4 Controversial Documentary Series Premiering in 2017


1. American Playboy: The Hugh Hefner Story

The 13-episode “American Playboy: The Hugh Hefner Story” will debut on Amazon Prime Video in the United States, United Kingdom, Germany, Austria and Japan in 2017. The film combines 17,000-plus hours of archival footage, Hefner’s collection of more than 2,600 scrapbooks and “never-before-told” stories from first-person interviews.

In addition to being the founder of the Playboy empire, Hefner was a lifelong champion of civil rights. 

“I felt from a very early age that there were things in society that were wrong, and that I might play some small part in changing them,” Hefner said. He turned 90 this year. 

2. Time: The Kalief Browder Story

"Time: The Kalief Browder Story" chronicles the tragic life of a young man who spent three years in Rikers Island Correctional Center, despite never being convicted. The six-part documentary airs on Spike beginning March 1 at 10pm  EST and was produced by Jay Z and Harvey Weinstein.
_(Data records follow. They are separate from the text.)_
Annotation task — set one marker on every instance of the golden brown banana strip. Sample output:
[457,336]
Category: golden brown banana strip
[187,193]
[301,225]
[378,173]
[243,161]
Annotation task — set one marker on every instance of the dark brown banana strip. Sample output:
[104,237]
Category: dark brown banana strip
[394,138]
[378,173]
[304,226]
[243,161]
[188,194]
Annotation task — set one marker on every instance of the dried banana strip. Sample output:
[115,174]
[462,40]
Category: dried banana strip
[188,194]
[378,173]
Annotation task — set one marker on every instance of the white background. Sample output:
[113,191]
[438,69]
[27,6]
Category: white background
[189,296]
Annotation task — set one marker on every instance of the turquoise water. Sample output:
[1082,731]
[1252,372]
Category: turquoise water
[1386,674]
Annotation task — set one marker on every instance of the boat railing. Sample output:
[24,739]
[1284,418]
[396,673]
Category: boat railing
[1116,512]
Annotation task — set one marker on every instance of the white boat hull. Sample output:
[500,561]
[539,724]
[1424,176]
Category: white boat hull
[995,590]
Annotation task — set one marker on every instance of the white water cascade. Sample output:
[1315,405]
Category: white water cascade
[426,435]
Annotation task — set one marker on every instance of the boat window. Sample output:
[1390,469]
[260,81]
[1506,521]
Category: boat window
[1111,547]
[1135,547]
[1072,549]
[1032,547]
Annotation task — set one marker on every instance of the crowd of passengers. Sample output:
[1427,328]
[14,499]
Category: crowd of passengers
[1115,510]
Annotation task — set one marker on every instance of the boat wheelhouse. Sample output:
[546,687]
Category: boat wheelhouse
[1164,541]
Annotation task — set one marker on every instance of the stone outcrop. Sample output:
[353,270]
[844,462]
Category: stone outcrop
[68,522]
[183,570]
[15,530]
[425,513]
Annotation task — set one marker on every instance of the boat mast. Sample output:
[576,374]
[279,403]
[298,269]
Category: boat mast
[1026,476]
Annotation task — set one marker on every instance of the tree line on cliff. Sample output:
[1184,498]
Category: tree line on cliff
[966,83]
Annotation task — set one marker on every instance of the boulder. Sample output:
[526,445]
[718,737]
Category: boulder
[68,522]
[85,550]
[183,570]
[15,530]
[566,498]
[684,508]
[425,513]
"We're the voice,"Jay-Z said about the series in a press conference in October. "We're society. We effect change. We can change everything.... Our voices are stronger than ever. If everyone in this room is like, 'I don't agree with this happening to a 16-year-old,' then it won't happen again. It's that simple."

3. The Vietnam War

Legendary documentary filmmaker Ken Burns retells the story of the Vietnam War in a 360-degree narrative accompanied by testimonials of nearly 100 witnesses.

"There was no way we could avoid telling this story. Wars are so extraordinarily revealing. Obviously the worst of humanity, but as it turns out, the best of humanity," Burns said. "This film is not an answer, but a set of questions about what happened," he added. 

"The Vietnam War" airs in September 2017.

4. The Fate We Make

"The Fate We Make" began when director John Filson joined the Filmmaker Fellowship program at Docs in Progress in Silver Spring, Maryland. The six-part series follows an Iraqi refugee family during their first year of resettlement in America.

"I first met this family in 2007 when I was working in northern Iraq as a relief worker for Mennonite Central Committee," Filson said in a director's statement. "And when I learned a few years later that they would be resettled to Silver Spring, Maryland, not far from where I live, I was thrilled."